Don't ask me.. I'm not the artist- I think it was set-up as a test to see whether anyone would turn on the Blenders- the artist was having a dig at society in that way (you know how modern art is).


----------



## Mrs Mental (May 5, 2009)

Joe1507 said:


> It doesnt get killed or harmed I just wanted to scare some people,


What a strange way you spend your time.


----------



## andy007 (May 13, 2008)

Art or not?? the problem is there's always some prat that would copy it, as can be seen by all the other vids of a similar nature.


----------



## Trillian (Jul 14, 2008)

That's horrible. I posted a comment on YouTube to voice my abhorrence.

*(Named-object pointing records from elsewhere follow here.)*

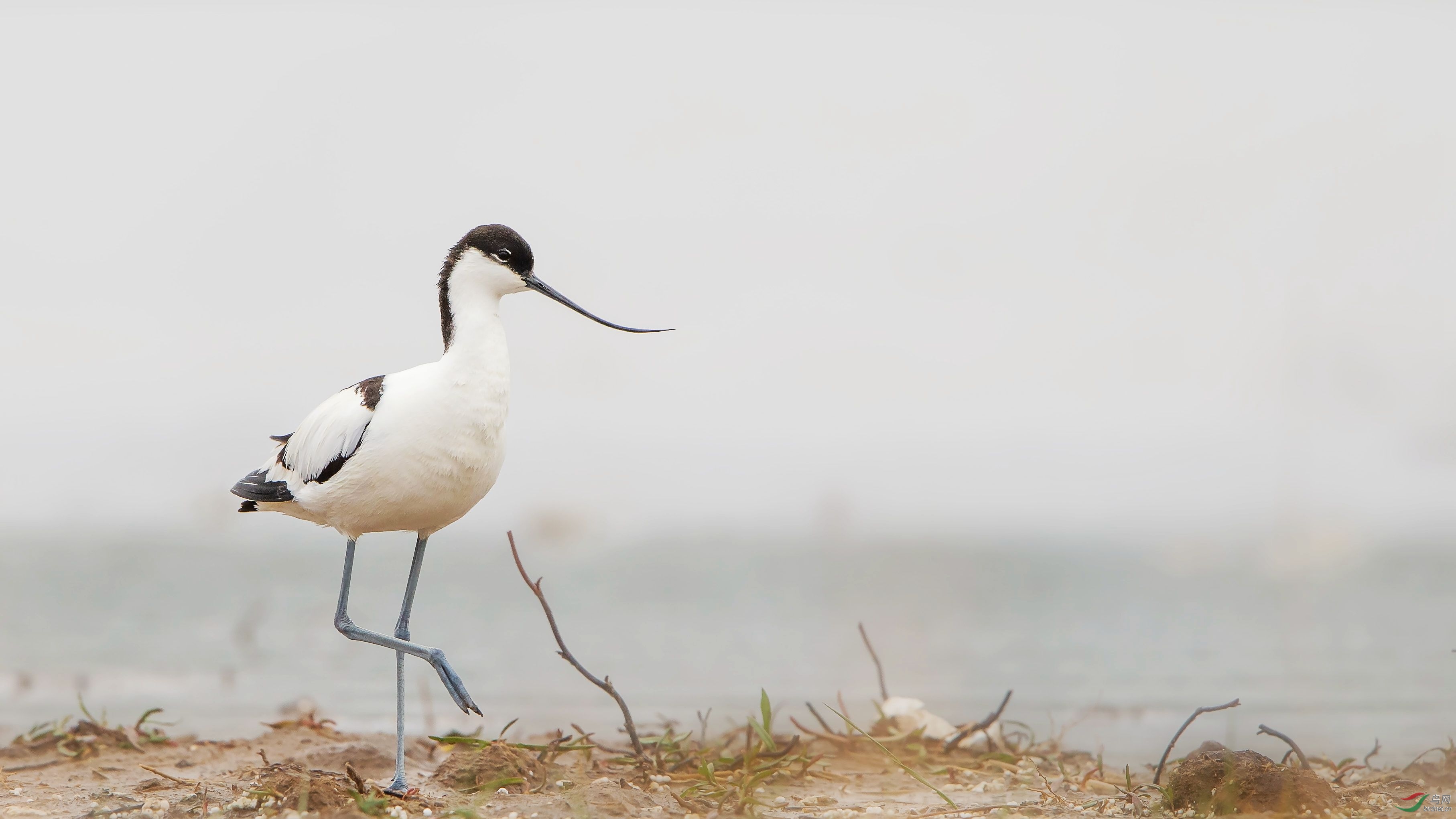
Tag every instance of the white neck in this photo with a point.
(478, 337)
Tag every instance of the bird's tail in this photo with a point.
(255, 488)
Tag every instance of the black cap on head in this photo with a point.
(503, 245)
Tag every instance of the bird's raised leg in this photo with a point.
(402, 632)
(433, 657)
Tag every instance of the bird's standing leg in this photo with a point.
(402, 632)
(433, 657)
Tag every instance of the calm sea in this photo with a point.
(1114, 648)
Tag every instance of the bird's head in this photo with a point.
(506, 264)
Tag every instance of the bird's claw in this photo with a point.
(455, 687)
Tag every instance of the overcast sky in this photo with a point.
(1130, 270)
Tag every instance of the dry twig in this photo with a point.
(167, 776)
(975, 728)
(565, 654)
(1304, 763)
(1158, 776)
(880, 670)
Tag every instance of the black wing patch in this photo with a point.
(255, 487)
(369, 392)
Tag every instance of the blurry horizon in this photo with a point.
(1132, 273)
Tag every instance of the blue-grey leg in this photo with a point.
(402, 632)
(402, 647)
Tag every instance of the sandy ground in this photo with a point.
(89, 770)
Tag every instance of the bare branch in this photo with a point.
(822, 719)
(975, 728)
(880, 670)
(565, 654)
(1158, 774)
(1304, 763)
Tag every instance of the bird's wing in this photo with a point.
(328, 437)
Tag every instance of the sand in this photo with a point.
(92, 770)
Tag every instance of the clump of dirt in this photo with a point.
(1225, 782)
(612, 799)
(293, 785)
(467, 768)
(368, 758)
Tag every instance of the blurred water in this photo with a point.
(1119, 643)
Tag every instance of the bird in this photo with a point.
(414, 450)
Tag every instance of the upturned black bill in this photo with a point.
(546, 290)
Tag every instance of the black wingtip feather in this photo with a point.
(257, 488)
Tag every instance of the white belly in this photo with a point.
(431, 453)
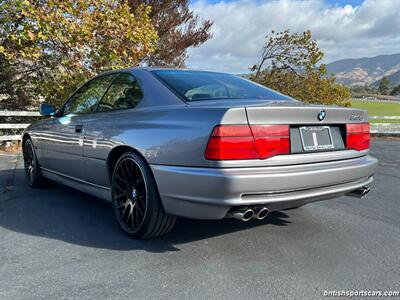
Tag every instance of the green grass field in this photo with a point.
(379, 109)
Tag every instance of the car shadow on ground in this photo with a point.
(61, 213)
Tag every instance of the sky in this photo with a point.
(343, 29)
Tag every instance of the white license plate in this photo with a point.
(316, 138)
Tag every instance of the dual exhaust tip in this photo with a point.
(245, 214)
(360, 193)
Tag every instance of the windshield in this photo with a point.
(199, 85)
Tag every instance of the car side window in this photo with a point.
(88, 96)
(123, 93)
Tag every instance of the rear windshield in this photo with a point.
(199, 85)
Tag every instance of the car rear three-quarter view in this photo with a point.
(161, 143)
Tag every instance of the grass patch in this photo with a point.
(379, 109)
(384, 121)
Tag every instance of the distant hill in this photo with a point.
(366, 70)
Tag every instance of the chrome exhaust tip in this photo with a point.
(261, 213)
(360, 193)
(242, 214)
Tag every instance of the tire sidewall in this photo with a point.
(151, 194)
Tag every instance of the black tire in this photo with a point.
(291, 208)
(33, 174)
(136, 201)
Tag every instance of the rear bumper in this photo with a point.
(208, 193)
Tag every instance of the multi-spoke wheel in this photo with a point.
(136, 201)
(32, 170)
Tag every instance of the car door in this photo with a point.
(62, 145)
(104, 126)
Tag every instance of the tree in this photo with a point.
(178, 28)
(289, 64)
(384, 86)
(49, 47)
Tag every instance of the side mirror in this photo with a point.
(47, 109)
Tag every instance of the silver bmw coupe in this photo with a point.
(162, 143)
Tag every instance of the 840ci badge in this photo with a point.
(316, 138)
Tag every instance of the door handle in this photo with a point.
(78, 128)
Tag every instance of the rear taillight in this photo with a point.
(229, 142)
(357, 136)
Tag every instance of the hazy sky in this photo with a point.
(343, 29)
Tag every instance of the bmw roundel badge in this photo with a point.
(321, 115)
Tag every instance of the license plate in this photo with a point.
(316, 138)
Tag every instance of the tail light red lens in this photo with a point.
(229, 142)
(357, 136)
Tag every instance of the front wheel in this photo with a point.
(135, 199)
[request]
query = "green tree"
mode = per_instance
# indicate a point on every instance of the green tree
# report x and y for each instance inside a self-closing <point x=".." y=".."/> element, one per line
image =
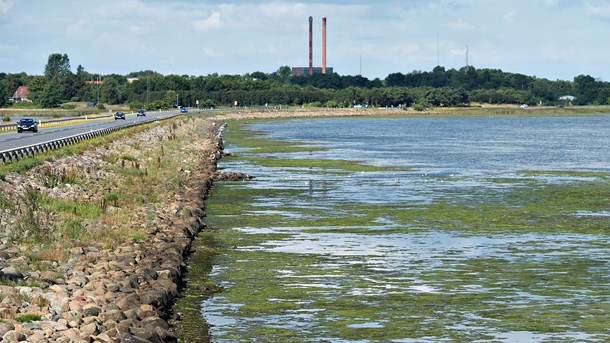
<point x="57" y="64"/>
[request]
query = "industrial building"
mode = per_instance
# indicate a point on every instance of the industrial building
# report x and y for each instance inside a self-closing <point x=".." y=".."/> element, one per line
<point x="310" y="70"/>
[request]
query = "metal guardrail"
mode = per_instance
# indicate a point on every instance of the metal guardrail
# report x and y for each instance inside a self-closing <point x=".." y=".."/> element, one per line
<point x="16" y="154"/>
<point x="9" y="156"/>
<point x="11" y="127"/>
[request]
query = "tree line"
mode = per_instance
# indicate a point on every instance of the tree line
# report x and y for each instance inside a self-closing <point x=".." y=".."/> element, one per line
<point x="439" y="87"/>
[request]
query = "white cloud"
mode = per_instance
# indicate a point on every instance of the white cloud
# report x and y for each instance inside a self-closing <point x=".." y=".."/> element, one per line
<point x="599" y="10"/>
<point x="460" y="25"/>
<point x="6" y="5"/>
<point x="212" y="22"/>
<point x="509" y="17"/>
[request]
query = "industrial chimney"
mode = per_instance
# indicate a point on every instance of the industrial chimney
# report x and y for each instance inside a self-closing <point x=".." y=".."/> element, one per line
<point x="323" y="45"/>
<point x="310" y="46"/>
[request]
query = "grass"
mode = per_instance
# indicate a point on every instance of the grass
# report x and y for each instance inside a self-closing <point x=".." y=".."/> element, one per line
<point x="135" y="180"/>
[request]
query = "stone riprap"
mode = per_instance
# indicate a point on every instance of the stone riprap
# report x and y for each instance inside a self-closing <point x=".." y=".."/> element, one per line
<point x="95" y="293"/>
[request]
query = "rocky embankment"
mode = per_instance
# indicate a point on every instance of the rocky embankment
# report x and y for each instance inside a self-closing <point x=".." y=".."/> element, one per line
<point x="95" y="293"/>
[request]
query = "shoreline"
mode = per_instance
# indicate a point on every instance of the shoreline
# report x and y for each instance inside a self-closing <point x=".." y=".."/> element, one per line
<point x="114" y="295"/>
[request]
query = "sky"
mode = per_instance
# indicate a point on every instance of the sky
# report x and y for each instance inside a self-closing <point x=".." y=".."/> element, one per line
<point x="551" y="39"/>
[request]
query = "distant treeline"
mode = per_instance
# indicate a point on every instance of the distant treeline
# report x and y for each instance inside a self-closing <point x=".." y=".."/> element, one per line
<point x="439" y="87"/>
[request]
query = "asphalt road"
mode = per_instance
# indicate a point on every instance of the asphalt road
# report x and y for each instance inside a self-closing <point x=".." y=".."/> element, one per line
<point x="12" y="139"/>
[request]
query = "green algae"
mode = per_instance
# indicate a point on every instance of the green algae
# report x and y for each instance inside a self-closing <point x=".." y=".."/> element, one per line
<point x="300" y="296"/>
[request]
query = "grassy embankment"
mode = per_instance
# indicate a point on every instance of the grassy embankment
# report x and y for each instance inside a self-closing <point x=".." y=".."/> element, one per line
<point x="102" y="198"/>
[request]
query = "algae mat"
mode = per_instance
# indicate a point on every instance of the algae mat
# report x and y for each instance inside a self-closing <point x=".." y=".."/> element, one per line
<point x="349" y="251"/>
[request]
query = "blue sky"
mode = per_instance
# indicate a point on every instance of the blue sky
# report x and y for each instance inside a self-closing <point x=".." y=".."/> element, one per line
<point x="553" y="39"/>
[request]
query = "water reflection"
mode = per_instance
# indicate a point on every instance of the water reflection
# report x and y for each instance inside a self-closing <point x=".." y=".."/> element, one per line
<point x="385" y="282"/>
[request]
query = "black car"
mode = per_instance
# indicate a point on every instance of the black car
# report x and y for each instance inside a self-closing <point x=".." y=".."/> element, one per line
<point x="27" y="124"/>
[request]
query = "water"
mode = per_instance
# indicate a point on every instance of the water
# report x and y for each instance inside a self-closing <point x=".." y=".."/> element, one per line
<point x="445" y="244"/>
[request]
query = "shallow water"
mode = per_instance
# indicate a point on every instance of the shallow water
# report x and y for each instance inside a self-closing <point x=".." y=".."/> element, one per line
<point x="324" y="254"/>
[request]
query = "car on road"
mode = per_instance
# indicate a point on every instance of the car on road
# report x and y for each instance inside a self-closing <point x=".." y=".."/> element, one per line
<point x="27" y="124"/>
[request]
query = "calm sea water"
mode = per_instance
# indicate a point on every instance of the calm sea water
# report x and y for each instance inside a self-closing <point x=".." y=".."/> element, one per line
<point x="391" y="280"/>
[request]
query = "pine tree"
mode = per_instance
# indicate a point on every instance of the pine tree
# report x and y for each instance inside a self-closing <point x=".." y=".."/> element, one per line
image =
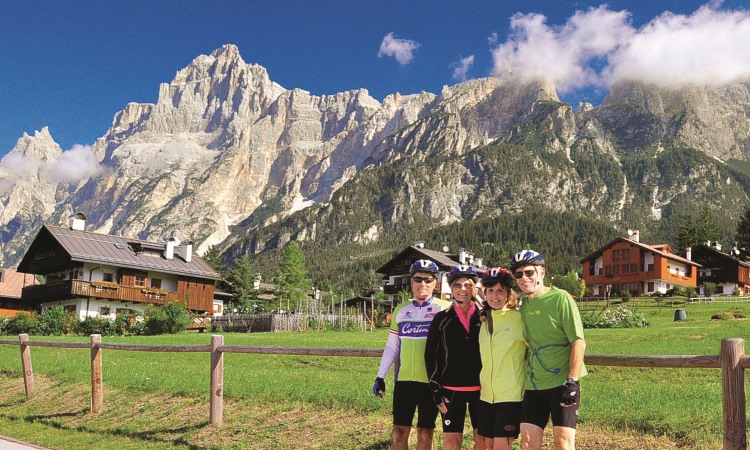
<point x="241" y="279"/>
<point x="292" y="277"/>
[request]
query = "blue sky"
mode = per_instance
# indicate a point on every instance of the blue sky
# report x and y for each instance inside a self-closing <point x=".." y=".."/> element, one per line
<point x="71" y="65"/>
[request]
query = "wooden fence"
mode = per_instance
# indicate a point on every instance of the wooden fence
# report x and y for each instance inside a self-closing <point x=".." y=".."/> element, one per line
<point x="732" y="361"/>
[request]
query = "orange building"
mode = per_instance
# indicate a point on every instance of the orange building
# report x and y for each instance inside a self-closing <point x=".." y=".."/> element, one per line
<point x="629" y="265"/>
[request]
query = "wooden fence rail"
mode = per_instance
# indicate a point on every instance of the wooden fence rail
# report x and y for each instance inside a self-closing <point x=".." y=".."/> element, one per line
<point x="732" y="361"/>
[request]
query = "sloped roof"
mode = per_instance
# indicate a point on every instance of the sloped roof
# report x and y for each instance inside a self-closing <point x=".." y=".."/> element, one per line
<point x="660" y="249"/>
<point x="88" y="247"/>
<point x="13" y="283"/>
<point x="721" y="254"/>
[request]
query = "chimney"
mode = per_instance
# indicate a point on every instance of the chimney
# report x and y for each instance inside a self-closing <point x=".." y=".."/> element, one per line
<point x="169" y="250"/>
<point x="78" y="221"/>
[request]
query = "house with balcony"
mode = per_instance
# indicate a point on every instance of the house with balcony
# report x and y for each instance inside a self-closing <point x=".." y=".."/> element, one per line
<point x="93" y="274"/>
<point x="396" y="271"/>
<point x="11" y="287"/>
<point x="625" y="264"/>
<point x="729" y="271"/>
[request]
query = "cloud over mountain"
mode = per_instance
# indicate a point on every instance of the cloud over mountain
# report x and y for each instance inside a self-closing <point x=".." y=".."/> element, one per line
<point x="401" y="49"/>
<point x="599" y="47"/>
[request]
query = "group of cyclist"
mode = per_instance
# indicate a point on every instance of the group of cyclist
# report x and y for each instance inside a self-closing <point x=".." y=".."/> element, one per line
<point x="512" y="360"/>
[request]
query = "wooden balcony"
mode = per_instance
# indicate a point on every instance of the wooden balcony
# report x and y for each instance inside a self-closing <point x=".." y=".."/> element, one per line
<point x="68" y="289"/>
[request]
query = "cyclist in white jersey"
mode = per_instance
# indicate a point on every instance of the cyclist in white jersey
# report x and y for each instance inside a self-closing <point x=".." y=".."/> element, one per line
<point x="406" y="343"/>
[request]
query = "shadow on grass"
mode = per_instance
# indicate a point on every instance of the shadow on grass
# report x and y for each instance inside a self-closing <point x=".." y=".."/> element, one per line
<point x="381" y="445"/>
<point x="150" y="435"/>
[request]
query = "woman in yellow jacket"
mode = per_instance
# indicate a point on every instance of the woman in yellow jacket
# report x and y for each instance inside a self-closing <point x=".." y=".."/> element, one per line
<point x="503" y="352"/>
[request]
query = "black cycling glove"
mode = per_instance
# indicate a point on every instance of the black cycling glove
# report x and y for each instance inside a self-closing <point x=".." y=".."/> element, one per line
<point x="378" y="389"/>
<point x="570" y="393"/>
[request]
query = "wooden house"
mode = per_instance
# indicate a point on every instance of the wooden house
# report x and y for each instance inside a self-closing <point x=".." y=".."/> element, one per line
<point x="11" y="287"/>
<point x="93" y="274"/>
<point x="629" y="265"/>
<point x="730" y="271"/>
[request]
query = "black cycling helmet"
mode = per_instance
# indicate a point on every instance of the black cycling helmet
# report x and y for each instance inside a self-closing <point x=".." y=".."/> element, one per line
<point x="525" y="258"/>
<point x="497" y="275"/>
<point x="462" y="271"/>
<point x="424" y="265"/>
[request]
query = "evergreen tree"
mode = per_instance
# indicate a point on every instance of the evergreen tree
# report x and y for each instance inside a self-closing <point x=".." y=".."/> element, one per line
<point x="742" y="236"/>
<point x="241" y="280"/>
<point x="697" y="230"/>
<point x="292" y="277"/>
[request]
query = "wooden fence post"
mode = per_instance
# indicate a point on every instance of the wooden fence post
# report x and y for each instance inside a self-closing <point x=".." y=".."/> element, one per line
<point x="217" y="380"/>
<point x="97" y="392"/>
<point x="733" y="387"/>
<point x="28" y="373"/>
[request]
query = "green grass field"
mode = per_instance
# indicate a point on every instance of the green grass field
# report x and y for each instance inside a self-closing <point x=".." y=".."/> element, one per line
<point x="160" y="400"/>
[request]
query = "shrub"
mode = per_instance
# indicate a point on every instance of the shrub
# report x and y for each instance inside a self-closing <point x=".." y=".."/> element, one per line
<point x="709" y="289"/>
<point x="98" y="325"/>
<point x="171" y="318"/>
<point x="620" y="317"/>
<point x="54" y="322"/>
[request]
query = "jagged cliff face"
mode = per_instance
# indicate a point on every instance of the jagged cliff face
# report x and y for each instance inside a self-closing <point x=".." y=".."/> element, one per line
<point x="226" y="152"/>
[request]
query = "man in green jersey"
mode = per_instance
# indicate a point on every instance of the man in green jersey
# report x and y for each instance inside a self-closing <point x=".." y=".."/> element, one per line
<point x="554" y="334"/>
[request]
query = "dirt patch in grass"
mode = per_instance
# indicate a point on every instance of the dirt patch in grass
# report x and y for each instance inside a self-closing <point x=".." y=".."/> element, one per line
<point x="58" y="417"/>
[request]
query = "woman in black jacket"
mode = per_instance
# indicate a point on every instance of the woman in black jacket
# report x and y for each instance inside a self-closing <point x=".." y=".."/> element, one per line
<point x="452" y="358"/>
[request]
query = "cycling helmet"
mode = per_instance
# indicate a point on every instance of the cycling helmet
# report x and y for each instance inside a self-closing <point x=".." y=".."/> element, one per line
<point x="525" y="258"/>
<point x="462" y="271"/>
<point x="497" y="275"/>
<point x="424" y="265"/>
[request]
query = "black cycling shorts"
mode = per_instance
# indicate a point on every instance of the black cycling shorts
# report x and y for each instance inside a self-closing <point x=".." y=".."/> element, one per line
<point x="453" y="420"/>
<point x="499" y="420"/>
<point x="538" y="406"/>
<point x="408" y="396"/>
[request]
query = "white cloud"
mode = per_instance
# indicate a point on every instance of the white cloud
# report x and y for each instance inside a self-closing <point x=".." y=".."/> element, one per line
<point x="461" y="68"/>
<point x="401" y="49"/>
<point x="76" y="164"/>
<point x="562" y="54"/>
<point x="709" y="47"/>
<point x="598" y="47"/>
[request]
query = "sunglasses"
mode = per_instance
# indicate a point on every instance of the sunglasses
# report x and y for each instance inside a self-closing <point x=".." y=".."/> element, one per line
<point x="528" y="272"/>
<point x="422" y="279"/>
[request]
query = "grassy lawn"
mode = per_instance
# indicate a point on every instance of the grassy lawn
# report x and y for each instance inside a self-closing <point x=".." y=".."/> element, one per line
<point x="160" y="400"/>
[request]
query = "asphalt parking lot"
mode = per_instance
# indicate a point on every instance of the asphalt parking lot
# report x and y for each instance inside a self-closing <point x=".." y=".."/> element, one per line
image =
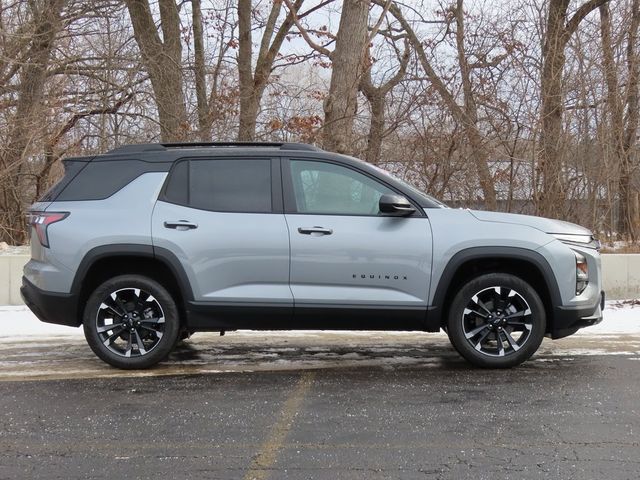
<point x="321" y="406"/>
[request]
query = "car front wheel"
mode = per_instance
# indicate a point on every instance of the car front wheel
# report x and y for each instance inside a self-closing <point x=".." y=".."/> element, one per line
<point x="496" y="320"/>
<point x="131" y="322"/>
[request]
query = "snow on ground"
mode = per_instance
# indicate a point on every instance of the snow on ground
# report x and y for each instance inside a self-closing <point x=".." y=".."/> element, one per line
<point x="17" y="322"/>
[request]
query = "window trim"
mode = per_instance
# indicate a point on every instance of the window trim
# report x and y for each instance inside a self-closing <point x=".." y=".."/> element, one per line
<point x="276" y="183"/>
<point x="290" y="205"/>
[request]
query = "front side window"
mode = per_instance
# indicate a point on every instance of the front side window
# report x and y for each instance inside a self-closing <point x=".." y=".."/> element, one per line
<point x="233" y="185"/>
<point x="326" y="188"/>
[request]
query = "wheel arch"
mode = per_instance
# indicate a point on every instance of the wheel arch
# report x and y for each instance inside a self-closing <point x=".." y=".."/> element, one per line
<point x="528" y="265"/>
<point x="104" y="262"/>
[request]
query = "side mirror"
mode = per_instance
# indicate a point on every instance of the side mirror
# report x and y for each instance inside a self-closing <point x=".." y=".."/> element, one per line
<point x="395" y="205"/>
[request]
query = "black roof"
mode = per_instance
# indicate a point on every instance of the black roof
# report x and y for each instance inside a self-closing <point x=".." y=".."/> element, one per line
<point x="164" y="147"/>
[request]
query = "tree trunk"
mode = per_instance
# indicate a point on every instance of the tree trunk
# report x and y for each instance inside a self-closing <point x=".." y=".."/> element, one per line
<point x="204" y="125"/>
<point x="340" y="106"/>
<point x="163" y="62"/>
<point x="479" y="153"/>
<point x="27" y="119"/>
<point x="376" y="96"/>
<point x="253" y="84"/>
<point x="628" y="204"/>
<point x="551" y="201"/>
<point x="461" y="115"/>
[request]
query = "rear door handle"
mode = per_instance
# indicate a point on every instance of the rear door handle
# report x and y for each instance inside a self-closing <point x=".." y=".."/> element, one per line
<point x="317" y="230"/>
<point x="180" y="225"/>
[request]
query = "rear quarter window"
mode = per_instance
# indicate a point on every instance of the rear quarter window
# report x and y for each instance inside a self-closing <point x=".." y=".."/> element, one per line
<point x="100" y="180"/>
<point x="71" y="169"/>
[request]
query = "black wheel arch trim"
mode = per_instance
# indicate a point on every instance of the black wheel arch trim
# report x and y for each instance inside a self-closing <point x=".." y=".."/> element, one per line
<point x="436" y="310"/>
<point x="163" y="255"/>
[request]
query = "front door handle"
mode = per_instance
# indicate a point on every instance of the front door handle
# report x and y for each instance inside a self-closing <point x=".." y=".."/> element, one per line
<point x="180" y="225"/>
<point x="318" y="231"/>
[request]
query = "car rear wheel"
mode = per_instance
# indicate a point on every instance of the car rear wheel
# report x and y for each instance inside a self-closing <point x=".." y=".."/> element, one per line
<point x="496" y="320"/>
<point x="131" y="322"/>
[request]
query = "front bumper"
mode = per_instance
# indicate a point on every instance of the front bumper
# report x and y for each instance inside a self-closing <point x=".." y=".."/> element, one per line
<point x="569" y="320"/>
<point x="49" y="307"/>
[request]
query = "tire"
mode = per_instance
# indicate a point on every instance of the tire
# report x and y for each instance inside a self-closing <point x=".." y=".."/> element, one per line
<point x="491" y="307"/>
<point x="144" y="319"/>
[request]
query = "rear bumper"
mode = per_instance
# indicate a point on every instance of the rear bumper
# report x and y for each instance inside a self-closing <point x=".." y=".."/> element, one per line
<point x="49" y="307"/>
<point x="568" y="320"/>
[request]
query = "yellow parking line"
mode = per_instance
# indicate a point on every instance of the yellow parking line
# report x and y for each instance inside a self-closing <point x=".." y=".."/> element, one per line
<point x="266" y="457"/>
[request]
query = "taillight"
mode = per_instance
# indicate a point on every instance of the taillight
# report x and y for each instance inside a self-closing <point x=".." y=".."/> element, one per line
<point x="40" y="221"/>
<point x="582" y="273"/>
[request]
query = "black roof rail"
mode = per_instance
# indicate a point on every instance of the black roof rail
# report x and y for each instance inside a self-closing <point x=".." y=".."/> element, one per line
<point x="280" y="145"/>
<point x="159" y="147"/>
<point x="137" y="148"/>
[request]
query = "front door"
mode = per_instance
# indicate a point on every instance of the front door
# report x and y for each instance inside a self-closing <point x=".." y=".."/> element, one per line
<point x="348" y="256"/>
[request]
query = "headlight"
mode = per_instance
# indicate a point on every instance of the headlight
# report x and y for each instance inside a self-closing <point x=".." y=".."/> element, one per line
<point x="587" y="241"/>
<point x="582" y="273"/>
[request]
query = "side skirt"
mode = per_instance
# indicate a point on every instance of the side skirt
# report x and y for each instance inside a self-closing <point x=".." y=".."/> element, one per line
<point x="232" y="316"/>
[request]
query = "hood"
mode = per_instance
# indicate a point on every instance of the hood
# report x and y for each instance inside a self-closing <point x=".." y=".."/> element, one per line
<point x="546" y="225"/>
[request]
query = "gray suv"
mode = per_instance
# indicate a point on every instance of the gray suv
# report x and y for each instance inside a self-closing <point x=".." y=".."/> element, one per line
<point x="147" y="244"/>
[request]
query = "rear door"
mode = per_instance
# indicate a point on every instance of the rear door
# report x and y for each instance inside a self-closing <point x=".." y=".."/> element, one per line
<point x="222" y="218"/>
<point x="345" y="254"/>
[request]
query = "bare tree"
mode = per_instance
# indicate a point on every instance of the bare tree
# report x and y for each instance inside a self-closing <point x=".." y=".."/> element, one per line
<point x="559" y="29"/>
<point x="254" y="81"/>
<point x="376" y="96"/>
<point x="163" y="61"/>
<point x="623" y="127"/>
<point x="348" y="64"/>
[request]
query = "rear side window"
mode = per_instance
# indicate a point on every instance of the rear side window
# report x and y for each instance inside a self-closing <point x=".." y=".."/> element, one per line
<point x="101" y="179"/>
<point x="71" y="169"/>
<point x="222" y="185"/>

Yep, that's me - TrillyBoo :blush: - I had to think of a name in a hurry and Trillian was already taken. :devil:


----------



## daftlassieEmma (Oct 23, 2008)

Joe1507 said:


> It doesnt get killed or harmed I just wanted to scare some people, which ive done with sucsess so far...


you haven't scared anyone =/

nothing happens to the goldy...

it would be more frightening if you jumped out a cupboard brandishing said blender + goldfish screaming "FISHY WISHY SMOOSH SMOOSH!!!"

bedtime for Emmsy methinks...


----------



## Trillian (Jul 14, 2008)

daftlassieEmma said:


> bedtime for Emmsy methinks...


Good idea since you seem to be heading towards Delirium City...:whistling2:


----------



## daftlassieEmma (Oct 23, 2008)

Trillian said:


> Good idea since you seem to be heading towards Delirium City...:whistling2:


 oh, i thought that was Edinburgh...:blush:


----------



## Trillian (Jul 14, 2008)

daftlassieEmma said:


> oh, i thought that was Edinburgh


It could well be. :lol2:


----------



## dan51 (Sep 26, 2008)

strictly_scales said:


> I believe the RSPCA told him he was a very naughty boy, and gave him a slap on the wrist.



oh well thats great, well done RSPCA:bash:


----------